Need help with two variants of 16.1 (DP Problem)


Hi all,

I’ve solved all variants of 16.1 except two of them (p.305). And I totally have no idea about these two questions. Could you guys give some hints to solve this? The questions are below.

  1. Suppose the final score is (s,s’). Team 1 scored s points and Team 2 scored s’ points. How would you compute the number of distinct scoring sequences which result in this score?

  2. Suppose the final score is (s,s’).
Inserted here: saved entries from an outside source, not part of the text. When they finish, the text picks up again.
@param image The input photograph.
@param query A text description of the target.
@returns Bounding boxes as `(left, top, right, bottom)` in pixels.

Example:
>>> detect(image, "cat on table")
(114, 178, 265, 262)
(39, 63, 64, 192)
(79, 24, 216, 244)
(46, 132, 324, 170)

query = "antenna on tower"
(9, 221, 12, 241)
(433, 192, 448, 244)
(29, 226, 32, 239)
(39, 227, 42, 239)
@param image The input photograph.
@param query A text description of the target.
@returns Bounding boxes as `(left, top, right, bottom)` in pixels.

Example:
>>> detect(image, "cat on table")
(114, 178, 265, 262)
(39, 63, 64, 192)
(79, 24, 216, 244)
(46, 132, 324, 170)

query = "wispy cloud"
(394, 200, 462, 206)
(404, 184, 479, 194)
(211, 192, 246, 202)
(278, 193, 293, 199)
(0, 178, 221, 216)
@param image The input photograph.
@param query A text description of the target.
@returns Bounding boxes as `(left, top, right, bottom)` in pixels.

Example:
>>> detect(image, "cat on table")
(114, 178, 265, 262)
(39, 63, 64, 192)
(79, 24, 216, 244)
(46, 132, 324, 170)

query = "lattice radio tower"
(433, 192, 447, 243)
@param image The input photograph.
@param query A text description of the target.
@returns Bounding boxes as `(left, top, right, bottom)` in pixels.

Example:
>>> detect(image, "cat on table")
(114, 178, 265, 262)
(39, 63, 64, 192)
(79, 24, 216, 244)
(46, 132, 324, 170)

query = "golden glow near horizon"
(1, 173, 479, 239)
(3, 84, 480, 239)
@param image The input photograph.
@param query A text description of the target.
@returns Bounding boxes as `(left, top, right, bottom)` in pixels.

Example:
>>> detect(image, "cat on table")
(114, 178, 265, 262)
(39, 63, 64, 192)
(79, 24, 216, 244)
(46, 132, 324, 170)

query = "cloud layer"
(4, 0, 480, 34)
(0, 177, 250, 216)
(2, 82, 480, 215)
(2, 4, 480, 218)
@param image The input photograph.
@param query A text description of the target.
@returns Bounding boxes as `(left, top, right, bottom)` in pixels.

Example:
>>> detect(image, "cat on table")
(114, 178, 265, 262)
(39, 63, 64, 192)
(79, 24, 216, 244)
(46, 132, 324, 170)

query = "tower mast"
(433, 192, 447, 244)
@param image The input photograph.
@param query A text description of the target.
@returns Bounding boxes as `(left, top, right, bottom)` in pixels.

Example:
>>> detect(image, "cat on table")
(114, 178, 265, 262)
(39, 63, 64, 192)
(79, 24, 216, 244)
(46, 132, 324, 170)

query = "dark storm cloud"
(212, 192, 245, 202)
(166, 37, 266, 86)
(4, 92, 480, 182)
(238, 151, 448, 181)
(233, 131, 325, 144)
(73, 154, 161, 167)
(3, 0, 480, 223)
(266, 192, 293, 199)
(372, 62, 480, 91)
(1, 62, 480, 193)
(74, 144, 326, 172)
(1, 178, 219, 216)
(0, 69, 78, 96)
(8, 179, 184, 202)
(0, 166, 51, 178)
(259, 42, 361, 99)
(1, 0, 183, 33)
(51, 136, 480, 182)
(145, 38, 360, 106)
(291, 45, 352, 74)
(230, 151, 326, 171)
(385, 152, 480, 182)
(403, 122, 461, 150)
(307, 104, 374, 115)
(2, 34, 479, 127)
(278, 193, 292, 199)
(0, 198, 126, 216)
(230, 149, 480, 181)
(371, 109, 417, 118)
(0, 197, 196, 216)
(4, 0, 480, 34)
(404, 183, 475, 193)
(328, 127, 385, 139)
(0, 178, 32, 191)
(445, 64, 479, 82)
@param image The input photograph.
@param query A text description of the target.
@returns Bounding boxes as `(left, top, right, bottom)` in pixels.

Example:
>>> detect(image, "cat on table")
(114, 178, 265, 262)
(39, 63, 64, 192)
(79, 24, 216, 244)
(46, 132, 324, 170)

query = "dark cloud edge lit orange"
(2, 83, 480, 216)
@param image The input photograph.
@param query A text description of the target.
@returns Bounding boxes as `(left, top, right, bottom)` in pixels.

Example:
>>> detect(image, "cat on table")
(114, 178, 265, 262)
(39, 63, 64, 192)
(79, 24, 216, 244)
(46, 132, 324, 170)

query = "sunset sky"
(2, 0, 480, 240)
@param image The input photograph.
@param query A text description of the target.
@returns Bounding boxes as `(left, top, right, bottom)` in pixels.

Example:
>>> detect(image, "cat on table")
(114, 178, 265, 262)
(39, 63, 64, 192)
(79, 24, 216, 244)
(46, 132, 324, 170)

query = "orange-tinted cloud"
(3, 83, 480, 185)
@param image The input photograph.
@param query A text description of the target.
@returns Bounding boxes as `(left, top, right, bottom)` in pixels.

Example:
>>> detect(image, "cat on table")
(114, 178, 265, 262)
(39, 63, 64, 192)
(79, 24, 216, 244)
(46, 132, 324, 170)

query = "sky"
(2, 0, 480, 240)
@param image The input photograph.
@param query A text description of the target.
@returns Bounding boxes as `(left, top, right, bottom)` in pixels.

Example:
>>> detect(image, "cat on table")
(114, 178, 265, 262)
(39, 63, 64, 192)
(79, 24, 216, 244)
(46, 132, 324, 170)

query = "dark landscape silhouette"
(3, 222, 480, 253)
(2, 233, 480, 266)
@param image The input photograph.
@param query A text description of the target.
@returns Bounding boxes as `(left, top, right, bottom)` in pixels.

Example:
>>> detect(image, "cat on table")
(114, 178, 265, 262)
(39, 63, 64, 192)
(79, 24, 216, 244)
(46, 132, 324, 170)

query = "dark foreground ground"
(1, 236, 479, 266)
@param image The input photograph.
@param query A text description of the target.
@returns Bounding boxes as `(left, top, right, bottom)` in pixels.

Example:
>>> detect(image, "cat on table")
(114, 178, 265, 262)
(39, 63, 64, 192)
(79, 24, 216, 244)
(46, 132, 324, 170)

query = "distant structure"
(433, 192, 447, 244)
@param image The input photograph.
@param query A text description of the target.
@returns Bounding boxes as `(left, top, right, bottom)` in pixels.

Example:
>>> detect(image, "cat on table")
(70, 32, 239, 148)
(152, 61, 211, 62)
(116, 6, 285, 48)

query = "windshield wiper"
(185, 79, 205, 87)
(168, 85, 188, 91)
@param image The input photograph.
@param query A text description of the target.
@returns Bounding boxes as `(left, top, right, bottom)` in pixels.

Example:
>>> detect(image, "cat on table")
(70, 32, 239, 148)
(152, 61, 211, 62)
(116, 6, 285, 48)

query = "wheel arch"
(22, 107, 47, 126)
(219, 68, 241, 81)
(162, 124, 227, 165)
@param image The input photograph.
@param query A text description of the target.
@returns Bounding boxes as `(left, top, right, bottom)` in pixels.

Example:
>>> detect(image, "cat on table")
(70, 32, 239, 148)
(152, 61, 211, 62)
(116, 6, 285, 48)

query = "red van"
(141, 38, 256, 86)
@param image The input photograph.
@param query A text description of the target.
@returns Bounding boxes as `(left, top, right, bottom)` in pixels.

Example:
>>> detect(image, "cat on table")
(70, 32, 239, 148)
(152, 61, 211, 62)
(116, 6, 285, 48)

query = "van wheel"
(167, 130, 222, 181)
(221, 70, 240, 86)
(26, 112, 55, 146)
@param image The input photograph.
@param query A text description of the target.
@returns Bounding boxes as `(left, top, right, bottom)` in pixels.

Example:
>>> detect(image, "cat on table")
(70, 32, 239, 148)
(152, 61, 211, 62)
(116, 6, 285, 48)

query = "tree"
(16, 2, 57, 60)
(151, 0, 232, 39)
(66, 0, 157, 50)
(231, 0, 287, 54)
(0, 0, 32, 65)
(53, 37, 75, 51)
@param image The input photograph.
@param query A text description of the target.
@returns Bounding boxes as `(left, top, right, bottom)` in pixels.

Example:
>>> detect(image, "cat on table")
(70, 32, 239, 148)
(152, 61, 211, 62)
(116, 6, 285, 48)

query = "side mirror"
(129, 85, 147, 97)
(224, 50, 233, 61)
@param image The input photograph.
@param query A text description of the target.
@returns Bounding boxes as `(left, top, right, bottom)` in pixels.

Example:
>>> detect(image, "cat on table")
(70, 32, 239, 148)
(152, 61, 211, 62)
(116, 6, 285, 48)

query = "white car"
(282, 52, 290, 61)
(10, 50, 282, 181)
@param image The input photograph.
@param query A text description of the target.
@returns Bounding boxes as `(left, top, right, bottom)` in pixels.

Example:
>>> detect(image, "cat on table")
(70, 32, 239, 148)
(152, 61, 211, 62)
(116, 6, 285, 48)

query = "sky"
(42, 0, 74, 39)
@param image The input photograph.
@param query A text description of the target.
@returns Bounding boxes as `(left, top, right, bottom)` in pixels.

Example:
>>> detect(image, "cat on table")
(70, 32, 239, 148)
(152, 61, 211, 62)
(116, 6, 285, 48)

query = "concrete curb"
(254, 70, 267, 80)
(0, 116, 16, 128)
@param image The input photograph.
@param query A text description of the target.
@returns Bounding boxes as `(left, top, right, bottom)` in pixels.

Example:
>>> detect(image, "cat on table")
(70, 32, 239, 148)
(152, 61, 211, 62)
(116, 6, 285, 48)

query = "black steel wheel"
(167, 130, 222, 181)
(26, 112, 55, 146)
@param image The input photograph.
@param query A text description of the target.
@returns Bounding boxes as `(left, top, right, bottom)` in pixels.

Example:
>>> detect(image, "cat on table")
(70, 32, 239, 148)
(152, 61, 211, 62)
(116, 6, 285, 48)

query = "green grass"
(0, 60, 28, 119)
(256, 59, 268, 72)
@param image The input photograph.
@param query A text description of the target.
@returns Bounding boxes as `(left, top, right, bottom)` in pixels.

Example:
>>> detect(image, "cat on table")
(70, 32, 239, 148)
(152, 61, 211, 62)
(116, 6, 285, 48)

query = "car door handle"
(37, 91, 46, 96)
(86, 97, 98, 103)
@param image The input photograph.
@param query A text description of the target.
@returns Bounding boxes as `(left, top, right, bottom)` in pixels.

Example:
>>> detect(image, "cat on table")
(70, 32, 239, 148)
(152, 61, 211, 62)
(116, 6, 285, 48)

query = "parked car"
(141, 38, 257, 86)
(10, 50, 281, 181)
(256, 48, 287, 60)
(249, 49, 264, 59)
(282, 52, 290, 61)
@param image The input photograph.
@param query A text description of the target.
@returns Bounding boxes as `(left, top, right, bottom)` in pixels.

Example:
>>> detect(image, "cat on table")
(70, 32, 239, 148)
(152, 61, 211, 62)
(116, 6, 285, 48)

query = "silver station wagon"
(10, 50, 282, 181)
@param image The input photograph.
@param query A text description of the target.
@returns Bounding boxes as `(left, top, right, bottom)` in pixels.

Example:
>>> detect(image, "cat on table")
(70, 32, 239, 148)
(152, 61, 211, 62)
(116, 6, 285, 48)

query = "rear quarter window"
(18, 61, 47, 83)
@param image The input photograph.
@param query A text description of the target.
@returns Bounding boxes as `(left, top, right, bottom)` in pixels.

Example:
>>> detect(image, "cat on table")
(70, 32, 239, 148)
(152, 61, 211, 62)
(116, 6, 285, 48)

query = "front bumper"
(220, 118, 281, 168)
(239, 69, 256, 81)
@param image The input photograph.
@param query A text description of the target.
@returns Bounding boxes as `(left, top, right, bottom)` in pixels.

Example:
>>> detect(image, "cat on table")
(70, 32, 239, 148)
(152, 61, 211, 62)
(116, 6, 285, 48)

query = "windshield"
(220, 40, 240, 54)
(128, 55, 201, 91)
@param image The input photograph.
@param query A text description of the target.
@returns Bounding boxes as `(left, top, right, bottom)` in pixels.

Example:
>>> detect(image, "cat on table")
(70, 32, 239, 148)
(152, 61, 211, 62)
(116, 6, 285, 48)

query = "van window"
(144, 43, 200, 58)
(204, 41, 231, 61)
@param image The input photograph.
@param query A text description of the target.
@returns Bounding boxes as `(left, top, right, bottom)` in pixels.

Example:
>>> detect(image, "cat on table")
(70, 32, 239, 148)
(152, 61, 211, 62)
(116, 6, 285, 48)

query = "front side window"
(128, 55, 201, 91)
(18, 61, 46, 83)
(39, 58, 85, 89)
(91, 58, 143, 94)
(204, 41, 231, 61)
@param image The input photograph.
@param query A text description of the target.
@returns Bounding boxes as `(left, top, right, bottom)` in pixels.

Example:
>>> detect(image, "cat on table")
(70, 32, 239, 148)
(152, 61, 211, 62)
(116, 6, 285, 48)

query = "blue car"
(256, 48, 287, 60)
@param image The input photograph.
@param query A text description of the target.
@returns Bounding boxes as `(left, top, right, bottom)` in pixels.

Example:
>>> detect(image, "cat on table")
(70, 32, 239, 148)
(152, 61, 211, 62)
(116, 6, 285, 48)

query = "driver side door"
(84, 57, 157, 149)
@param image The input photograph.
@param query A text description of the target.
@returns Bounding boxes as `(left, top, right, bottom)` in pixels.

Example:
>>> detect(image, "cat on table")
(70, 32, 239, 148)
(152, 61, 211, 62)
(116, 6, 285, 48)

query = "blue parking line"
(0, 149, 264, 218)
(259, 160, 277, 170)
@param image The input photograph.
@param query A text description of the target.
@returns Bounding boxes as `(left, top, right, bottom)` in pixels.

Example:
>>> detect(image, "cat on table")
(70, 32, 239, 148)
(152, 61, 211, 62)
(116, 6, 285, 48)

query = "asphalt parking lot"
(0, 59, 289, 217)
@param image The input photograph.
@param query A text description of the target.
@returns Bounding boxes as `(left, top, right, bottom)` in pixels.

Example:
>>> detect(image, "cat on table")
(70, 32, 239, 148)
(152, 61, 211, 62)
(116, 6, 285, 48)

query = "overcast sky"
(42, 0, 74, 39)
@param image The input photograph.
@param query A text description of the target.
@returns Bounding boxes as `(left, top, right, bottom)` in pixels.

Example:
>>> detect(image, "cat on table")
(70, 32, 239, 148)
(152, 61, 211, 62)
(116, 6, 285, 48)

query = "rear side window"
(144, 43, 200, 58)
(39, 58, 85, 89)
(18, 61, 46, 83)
How would you compute the maximum number of times the team that leads could have changed?

Thank you



Hi @archerleonard,

The key of solving these two variants is trying to add s and s’ both into the considerations of DP. It means you need to think about all possible combinations of (s, s’).



For Variant #3, I have first explicitly calculated all possible combinations using an approach similar to the optimal one presented for the main problem, but instead of storing the number of combinations, I stored the sequences encoded in the form of [n_scores1, n_scores2, n_scores3, etc]. So for example, if you have 2, 3 and 7 as individual scores, and the sequence is 2,2,3,3,3,7, it would be encoded as [2,3,1]

Then, grabbed the sequences from each of the teams scores, and used the permutations with repetition formula to find the final result.

For variant #4, I took the two combination sets and go over each team1/team2 possible match of combinations to find which yielded the maximum number of lead changes.